Face à la menace de l’effondrement, convaincre les femmes qu’elles doivent consommer pour exister offre la sécurité d’une stratégie économique copieusement éprouvée. Faut-il donc se limiter au masque en papier pour prétendre être une femme libre ? La solution n’est évidemment pas si simple. D’abord, la mode n’est pas qu’une exploitation commerciale : pour l’instant, les masques en tissus sont majoritairement fabriqués par les utilisatrices elles-mêmes. Ensuite, si les femmes ont longtemps été réduites à leur apparence au sein de la société patriarcale, elles ont fait de la mode un lieu d’expertises et de plaisirs «spécifiquement féminins» qui méritent d’être reconnus et respectés comme tels, bien qu’ils soient devenus la cible d’une condescendance misogyne. La mode peut parfois être inventive et ludique, surtout lorsqu’elle s’émancipe des circuits biaisés de l’industrie : les nombreuses images de masques DIY qui circulent sur la toile témoignent par exemple du souffle de créativité remarquable qui s’est cristallisé autour de l’objet en quelques semaines, et qu’il serait abusif de réduire à une pratique aliénante.
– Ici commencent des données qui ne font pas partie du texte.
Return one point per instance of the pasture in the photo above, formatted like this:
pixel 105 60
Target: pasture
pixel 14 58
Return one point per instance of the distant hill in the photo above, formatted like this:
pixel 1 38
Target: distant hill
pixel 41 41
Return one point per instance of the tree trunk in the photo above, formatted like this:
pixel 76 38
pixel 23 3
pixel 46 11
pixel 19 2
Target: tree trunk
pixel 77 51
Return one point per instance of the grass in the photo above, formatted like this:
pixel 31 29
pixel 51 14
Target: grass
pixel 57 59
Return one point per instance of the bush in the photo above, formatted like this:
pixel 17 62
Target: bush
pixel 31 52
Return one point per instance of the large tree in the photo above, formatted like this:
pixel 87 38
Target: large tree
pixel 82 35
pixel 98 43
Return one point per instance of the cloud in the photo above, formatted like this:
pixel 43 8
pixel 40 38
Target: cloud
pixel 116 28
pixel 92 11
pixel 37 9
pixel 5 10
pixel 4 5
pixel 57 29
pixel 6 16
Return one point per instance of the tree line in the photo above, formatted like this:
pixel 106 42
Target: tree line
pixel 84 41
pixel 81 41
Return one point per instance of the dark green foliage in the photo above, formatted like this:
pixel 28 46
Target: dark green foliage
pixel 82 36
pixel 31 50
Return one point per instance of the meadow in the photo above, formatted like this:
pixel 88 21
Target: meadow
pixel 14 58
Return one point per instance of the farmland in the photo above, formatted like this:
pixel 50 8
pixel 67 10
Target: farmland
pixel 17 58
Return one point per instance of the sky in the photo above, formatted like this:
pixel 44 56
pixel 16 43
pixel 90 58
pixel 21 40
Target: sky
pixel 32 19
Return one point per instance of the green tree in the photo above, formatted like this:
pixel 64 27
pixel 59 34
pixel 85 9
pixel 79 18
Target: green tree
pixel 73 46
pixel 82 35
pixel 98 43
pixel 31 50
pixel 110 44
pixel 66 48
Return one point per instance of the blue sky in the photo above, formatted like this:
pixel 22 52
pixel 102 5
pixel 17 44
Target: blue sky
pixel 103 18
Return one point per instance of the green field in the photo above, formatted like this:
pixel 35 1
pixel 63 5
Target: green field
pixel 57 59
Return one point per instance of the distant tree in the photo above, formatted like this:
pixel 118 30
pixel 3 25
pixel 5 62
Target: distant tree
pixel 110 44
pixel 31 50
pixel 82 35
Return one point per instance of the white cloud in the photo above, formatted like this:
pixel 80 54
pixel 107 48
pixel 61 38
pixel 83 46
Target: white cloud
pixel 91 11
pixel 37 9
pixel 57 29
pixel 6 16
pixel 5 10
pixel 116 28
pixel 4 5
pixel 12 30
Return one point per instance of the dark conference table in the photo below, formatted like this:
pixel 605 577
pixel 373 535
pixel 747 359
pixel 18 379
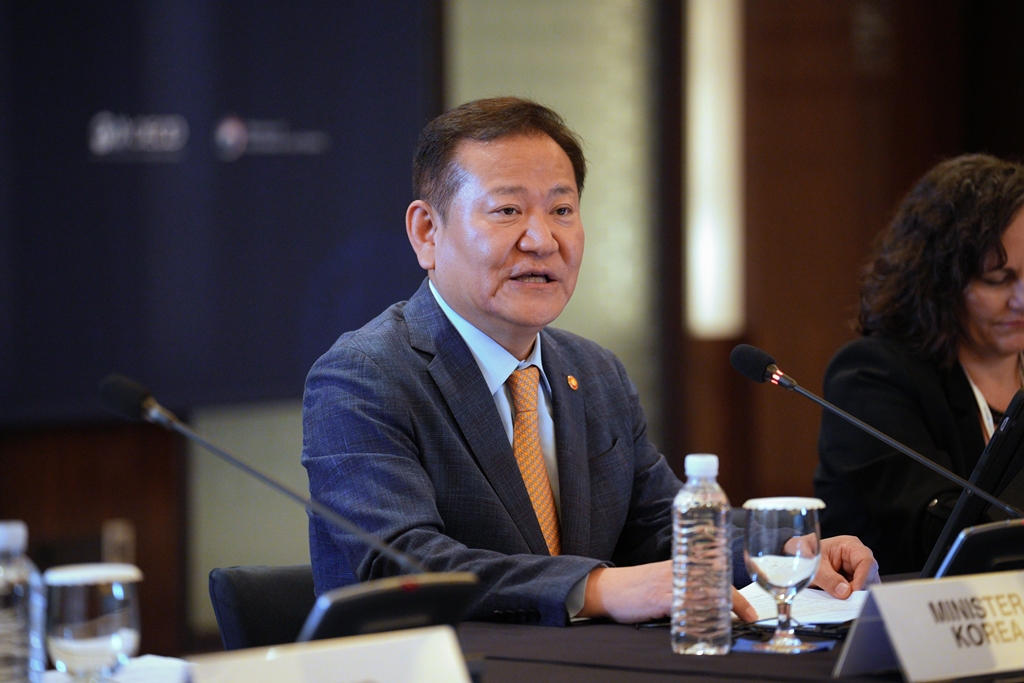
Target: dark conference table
pixel 599 652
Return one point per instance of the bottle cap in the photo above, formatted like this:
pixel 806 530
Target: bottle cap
pixel 701 465
pixel 784 503
pixel 92 574
pixel 13 536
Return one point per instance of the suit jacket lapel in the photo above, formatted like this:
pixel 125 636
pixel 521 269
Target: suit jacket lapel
pixel 459 379
pixel 570 440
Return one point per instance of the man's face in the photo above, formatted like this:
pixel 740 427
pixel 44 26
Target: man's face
pixel 507 256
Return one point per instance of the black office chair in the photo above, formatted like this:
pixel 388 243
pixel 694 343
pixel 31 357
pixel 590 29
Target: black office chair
pixel 257 606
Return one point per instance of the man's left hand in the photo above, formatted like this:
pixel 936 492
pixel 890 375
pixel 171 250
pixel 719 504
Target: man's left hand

L’idée n’est donc pas de condamner les femmes qui décorent leurs masques, mais plutôt de garder un œil critique sur les discours marketing néo-féministes qui se développent autour de leurs initiatives. Alignant toujours les mêmes prétextes pour défendre l’importance de la mode et de la consommation, ces messages omniprésents ne nous laissent pas l’espace nécessaire pour envisager d’autres alternatives – pour questionner intelligemment nos pratiques et pour nous définir autrement que par notre apparence. Par pitié, laissez-nous l’option de n’en avoir rien à faire. Que l’on aime la mode ou non, aucun vêtement ou accessoire ne sera suffisant pour nous faire exister pleinement dans le monde. Et au matin du déconfinement, qu’importe que nous portions des masques en papier ou des masques en tissu multicolore : c’est notre bouche, même masquée, qui nous permettra de nous exprimer.